First Author  Roopenian DC Year  2015
Journal  MAbs Volume  7
Issue  2 Pages  344-51
PubMed ID  25654695 Mgi Jnum  J:220803
Mgi Id  MGI:5636154 Doi  10.1080/19420862.2015.1008345
Citation  Roopenian DC, et al. (2015) Albumin-deficient mouse models for studying metabolism of human albumin and pharmacokinetics of albumin-based drugs. MAbs 7(2):344-51
abstractText  Serum albumin is the major determinant of blood colloidal osmotic pressure acting as a depot and distributor of compounds including drugs.
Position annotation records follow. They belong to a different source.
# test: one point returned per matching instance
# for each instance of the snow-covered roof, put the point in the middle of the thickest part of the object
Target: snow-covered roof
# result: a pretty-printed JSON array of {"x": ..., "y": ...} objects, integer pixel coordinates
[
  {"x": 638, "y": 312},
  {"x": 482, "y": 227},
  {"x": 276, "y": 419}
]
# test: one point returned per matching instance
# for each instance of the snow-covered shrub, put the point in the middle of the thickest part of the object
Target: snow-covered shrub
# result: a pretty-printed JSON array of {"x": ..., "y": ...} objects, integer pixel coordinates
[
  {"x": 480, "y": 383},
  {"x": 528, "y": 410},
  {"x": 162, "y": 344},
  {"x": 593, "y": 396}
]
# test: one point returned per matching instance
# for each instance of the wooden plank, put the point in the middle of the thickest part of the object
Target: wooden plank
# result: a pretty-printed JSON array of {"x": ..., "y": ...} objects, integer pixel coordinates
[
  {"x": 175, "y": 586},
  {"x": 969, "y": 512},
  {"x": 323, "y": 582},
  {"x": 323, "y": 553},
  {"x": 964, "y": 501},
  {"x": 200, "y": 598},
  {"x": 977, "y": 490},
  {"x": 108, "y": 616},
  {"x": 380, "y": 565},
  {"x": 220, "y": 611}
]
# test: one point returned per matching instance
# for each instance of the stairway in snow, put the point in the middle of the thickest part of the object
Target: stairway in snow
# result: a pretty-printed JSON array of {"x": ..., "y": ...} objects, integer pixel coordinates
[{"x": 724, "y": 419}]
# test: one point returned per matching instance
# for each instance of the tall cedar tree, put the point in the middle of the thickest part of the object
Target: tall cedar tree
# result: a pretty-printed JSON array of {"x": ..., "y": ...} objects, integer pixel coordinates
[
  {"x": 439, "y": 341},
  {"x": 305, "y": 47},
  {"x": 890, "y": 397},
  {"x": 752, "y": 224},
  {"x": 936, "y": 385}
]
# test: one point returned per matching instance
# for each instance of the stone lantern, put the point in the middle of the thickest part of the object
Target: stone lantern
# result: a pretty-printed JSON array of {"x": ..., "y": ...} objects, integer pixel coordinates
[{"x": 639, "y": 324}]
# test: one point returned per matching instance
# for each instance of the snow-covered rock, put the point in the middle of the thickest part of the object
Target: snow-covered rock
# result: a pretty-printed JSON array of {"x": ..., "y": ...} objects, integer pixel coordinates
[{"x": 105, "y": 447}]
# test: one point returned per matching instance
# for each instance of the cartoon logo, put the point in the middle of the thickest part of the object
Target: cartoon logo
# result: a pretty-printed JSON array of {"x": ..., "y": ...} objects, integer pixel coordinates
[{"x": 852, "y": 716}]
In humans, serum albumin exhibits an unusually long half-life mainly due to protection from catabolism by neonatal Fc receptor (FcRn)-mediated recycling. These properties make albumin an attractive courier of therapeutically-active compounds. However, pharmaceutical research and development of albumin-based therapeutics has been hampered by the lack of appropriate preclinical animal models. To overcome this, we developed and describe the first mouse with a genetic deficiency in albumin and its incorporation into an existing humanized FcRn mouse model, B6.Cg-Fcgrt(tm1Dcr) Tg(FCGRT)32Dcr/DcrJ (Tg32). Albumin-deficient strains (Alb(-/-)) were created by TALEN-mediated disruption of the albumin (Alb) gene directly in fertilized oocytes derived from Tg32 mice and its non-transgenic background control, C57BL/6J (B6). The resulting Alb(-/-) strains are analbuminemic but healthy. Intravenous administration of human albumin to Tg32-Alb(-/-) mFcRn(-/-) hFcRn(Tg/Tg)) mice results in a remarkably extended human albumin serum half-life of approximately 24 days, comparable to that found in humans, and in contrast to half-lives of 2.6-5.8 d observed in B6, B6-Alb(-/-) and Tg32 strains. This striking increase can be explained by the absence of competing endogenous mouse albumin and the presence of an active human FcRn. These novel albumin-deficient models provide unique tools for investigating the biology and pathobiology of serum albumin and are a more appropriate rodent surrogates for evaluating human serum albumin pharmacokinetics and albumin-based compounds.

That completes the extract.